Hallábase un día Benjamín Franklin sin empleo en Boston, y como necesitaba ganarse la vida, echóse a buscar colocación por las imprentas. Viendo que sus tentativas resultaban inútiles, decidió ir a Nueva York; marchó a esta ciudad, pero como tampoco fue más afortunado, se encaminó a Filadelfia. Escaso de recursos hubo de pagar el pasaje remando como marinero, y llegó a Filadelfia sucio, muy cansado y con bastante hambre.
Compró algunas hogazas de pan; metióse el resto de su equipaje en los bolsillos y con un pan debajo de cada brazo y comiendo otro, hizo su entrada por las calles de Filadelfia, el hombre que más tarde había de ser orgullo de aquella ciudad y célebre en todo el mundo.

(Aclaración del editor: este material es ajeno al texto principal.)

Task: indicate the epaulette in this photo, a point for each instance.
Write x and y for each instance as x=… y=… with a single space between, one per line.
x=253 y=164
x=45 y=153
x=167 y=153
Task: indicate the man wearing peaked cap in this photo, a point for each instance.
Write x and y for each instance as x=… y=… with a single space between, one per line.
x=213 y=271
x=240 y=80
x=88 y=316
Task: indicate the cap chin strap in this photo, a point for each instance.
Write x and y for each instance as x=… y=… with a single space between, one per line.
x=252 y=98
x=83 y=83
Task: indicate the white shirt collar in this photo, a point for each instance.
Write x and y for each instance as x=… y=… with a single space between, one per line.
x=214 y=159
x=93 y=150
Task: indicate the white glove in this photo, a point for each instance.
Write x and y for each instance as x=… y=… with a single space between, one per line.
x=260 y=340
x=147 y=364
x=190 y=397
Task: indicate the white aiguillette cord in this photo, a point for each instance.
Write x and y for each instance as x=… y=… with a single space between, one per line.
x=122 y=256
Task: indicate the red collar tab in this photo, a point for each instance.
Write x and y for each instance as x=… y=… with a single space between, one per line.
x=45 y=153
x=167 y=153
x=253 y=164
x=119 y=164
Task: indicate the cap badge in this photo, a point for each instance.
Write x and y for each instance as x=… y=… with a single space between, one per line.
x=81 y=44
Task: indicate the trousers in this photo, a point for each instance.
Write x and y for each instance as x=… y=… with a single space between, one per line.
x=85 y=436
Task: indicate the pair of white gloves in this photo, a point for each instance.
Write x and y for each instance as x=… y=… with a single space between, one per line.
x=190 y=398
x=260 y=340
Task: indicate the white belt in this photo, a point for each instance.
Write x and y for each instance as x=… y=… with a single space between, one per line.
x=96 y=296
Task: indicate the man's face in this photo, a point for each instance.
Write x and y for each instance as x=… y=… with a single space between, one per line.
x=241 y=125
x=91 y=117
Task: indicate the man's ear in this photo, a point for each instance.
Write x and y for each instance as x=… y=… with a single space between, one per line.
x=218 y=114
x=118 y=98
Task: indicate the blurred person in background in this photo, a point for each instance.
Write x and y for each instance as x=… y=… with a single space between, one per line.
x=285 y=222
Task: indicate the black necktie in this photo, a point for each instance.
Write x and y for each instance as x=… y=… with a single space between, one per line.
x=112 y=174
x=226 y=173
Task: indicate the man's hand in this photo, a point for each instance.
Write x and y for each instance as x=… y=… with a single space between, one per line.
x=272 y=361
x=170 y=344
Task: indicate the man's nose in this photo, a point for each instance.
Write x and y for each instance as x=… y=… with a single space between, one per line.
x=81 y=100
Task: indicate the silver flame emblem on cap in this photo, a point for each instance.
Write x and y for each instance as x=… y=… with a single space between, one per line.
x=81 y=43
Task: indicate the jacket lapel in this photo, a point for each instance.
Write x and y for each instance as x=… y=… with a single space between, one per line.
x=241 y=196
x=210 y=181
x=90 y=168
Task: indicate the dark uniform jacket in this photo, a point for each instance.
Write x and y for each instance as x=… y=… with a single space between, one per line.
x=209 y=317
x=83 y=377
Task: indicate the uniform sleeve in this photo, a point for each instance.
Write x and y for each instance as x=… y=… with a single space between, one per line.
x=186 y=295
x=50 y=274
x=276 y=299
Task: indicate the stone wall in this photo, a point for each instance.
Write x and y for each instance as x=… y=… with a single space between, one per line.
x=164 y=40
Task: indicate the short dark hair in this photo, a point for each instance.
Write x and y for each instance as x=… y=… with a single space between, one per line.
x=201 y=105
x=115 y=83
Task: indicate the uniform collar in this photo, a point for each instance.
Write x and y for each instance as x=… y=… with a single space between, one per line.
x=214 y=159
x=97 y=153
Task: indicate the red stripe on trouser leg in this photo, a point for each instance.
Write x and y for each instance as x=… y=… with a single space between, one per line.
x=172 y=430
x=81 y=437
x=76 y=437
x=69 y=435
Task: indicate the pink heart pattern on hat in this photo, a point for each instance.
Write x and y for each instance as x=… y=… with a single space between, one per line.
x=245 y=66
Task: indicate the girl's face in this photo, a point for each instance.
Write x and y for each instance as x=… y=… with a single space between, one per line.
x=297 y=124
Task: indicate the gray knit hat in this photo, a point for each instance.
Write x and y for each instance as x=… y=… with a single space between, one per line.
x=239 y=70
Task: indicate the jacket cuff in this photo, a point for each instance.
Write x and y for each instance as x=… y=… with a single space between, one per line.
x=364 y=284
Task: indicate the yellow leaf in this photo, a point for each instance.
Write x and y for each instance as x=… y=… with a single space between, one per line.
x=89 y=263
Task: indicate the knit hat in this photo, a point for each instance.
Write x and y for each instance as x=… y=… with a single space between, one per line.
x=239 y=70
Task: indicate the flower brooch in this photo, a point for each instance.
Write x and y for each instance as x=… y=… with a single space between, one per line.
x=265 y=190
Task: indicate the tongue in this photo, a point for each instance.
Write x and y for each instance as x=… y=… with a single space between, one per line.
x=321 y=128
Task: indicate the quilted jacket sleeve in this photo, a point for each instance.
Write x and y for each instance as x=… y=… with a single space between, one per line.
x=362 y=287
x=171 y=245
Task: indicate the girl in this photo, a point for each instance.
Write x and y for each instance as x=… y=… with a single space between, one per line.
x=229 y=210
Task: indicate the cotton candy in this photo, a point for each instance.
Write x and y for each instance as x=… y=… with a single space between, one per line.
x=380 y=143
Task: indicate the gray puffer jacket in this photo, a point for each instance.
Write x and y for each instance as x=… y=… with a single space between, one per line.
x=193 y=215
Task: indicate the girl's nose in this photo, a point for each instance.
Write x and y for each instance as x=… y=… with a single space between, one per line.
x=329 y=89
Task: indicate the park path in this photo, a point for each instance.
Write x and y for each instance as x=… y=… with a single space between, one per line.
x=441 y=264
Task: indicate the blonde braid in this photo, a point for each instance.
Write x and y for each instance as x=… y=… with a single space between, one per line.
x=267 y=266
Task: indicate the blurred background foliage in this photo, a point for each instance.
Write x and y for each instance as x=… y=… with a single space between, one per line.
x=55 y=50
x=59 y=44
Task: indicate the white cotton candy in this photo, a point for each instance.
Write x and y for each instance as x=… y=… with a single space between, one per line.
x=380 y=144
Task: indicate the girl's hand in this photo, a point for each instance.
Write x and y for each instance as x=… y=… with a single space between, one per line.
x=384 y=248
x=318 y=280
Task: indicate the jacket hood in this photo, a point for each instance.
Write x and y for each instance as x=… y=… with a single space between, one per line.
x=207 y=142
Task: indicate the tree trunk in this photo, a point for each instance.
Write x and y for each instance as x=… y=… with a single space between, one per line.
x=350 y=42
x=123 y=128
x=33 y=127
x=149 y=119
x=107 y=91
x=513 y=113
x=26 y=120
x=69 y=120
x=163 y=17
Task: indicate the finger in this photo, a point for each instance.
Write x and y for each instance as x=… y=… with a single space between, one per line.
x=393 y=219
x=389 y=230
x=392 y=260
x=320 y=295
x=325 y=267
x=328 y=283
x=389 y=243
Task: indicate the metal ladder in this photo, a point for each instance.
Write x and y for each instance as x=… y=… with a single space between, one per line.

Al pasar por cierta calle, la señorita Read, viendo la triste figura del mozo, se rió mucho de él. Años después, la misma señorita que así se había burlado del desarrapado mancebo, vino a casarse con él, cuando, habiendo triunfado de la adversidad, su nombre se pronunciaba en todas partes con respeto y admiración. Estando un día los dos esposos platicando en la intimidad, salió a relucir el incidente; y aunque uno y otro lo celebraban con risas y humoradas, el hecho no dejó de impresionar hondamente a la señora, que lo refirió con frecuencia como ejemplo que enseña a no maltratar con burlas, risas o desprecios a las personas de aspecto pobre y humilde, las cuales, aun cuando no posean secretas virtudes, deben merecernos siempre consideración y respeto.